Claude Shannon’s 1952 Lecture on Creative Thinking

A lecture by Claude Shannon on Creative Thinking is buried deep inside of his Miscellaneous Writings edited by N. J. A. Sloane & Aaron D. Wyner in 1990. It has been rediscovered in some sense by the authors Jimmy Soni & Rob Goodman who have just recently published a biography of Shannon. One of the authors, Soni, describes 12 things that they learned about Shannon while researching their book. Below are my notes from his Creative Thinking lecture, which is transcribed here by Yousof Naderi, as well as Bob Gallagher’s talk on Shannon (slides here as well as the Boole/Shannon Symposium):

  • A capable researcher must have the following three traits:
    • training and experience
      • learn a lot of facts – achieving this is often boring & requires self-discipline 
      • have deep knowledge of the background material (i.e. know what is already known)
    • intelligence
      • hard to define, somewhat hereditary
      • There are some people if you shoot one idea into the brain, you will get a half an idea out.
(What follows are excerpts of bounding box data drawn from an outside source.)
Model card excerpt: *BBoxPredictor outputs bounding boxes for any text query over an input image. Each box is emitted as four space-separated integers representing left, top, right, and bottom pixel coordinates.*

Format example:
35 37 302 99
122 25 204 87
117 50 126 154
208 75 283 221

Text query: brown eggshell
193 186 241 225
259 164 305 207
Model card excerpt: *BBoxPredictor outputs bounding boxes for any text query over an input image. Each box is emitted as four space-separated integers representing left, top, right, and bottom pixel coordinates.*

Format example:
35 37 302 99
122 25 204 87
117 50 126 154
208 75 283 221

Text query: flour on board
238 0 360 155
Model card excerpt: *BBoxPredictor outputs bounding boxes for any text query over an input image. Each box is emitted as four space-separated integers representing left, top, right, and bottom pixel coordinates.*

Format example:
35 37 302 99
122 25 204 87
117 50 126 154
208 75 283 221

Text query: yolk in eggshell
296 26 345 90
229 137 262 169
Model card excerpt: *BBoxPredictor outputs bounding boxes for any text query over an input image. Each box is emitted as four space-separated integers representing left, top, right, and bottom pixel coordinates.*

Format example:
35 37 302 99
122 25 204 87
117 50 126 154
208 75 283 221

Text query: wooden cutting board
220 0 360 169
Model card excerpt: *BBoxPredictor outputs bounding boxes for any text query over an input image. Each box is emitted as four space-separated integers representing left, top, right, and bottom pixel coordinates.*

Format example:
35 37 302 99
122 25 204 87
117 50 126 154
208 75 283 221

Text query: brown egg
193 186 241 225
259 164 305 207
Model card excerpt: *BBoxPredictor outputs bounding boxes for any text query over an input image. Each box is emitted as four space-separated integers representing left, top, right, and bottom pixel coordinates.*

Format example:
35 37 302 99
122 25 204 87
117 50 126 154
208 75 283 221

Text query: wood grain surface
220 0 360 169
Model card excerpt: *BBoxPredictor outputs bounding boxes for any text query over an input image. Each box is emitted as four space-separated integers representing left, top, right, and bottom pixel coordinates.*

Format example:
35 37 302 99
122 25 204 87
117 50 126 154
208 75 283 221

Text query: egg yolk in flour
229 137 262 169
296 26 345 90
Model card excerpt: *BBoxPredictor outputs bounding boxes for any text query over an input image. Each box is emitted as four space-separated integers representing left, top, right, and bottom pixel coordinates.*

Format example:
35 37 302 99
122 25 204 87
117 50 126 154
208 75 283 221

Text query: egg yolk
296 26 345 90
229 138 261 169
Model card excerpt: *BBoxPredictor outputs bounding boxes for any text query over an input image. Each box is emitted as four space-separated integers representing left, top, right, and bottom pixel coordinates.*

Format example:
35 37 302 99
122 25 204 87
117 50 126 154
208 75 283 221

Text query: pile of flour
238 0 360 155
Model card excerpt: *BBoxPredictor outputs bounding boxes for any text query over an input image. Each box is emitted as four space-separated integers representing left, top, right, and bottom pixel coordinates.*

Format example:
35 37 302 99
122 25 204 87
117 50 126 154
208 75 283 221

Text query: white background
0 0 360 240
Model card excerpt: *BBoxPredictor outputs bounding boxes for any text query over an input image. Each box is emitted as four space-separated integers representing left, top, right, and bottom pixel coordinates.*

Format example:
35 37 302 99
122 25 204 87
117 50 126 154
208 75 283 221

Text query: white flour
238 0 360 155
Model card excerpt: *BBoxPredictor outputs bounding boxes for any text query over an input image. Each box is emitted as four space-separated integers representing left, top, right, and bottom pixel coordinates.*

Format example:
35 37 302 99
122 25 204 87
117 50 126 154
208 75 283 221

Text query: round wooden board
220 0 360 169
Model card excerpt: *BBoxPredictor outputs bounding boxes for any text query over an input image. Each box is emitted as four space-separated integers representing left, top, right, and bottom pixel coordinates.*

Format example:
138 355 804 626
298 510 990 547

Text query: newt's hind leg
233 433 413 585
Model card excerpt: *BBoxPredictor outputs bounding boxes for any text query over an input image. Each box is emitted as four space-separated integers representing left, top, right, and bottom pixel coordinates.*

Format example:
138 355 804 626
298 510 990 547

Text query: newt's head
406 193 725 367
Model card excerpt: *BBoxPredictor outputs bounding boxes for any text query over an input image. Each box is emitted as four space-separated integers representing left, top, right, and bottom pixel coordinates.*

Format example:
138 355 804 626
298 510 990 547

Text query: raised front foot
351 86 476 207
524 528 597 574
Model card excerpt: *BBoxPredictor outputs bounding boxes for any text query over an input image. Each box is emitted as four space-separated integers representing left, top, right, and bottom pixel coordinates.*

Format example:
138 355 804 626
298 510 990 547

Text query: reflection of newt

There are other people who are beyond this point at which they produce two ideas for each idea sent in.

    • intellectual motivation, specifically:
      • an inner drive to formulate questions and answers
      • a curiosity about fundamental characteristics – what makes things tick (big picture and not details)
      • a need to understand in multiple ways, probe all sides of the problem;  compare to ‘t Hooft‘s How to become a GOOD Theoretical Physicist and Feynman‘s The World from Another Point of View and Nobel Lecture
      • an appreciation of the cleverness of an idea; getting deep satisfaction & enjoyment from understanding something new (the “A-ha” moment)
        • compare to Feynman’s Fun to Imagine & The Pleasure of Finding Things Out
        • [A researcher] should probably have an extremely strong drive to want to find out the answers, so strong a drive that [she] doesn’t care whether it is 5 o’clock – [she] is willing to work all night to find out the answers and all weekend if necessary.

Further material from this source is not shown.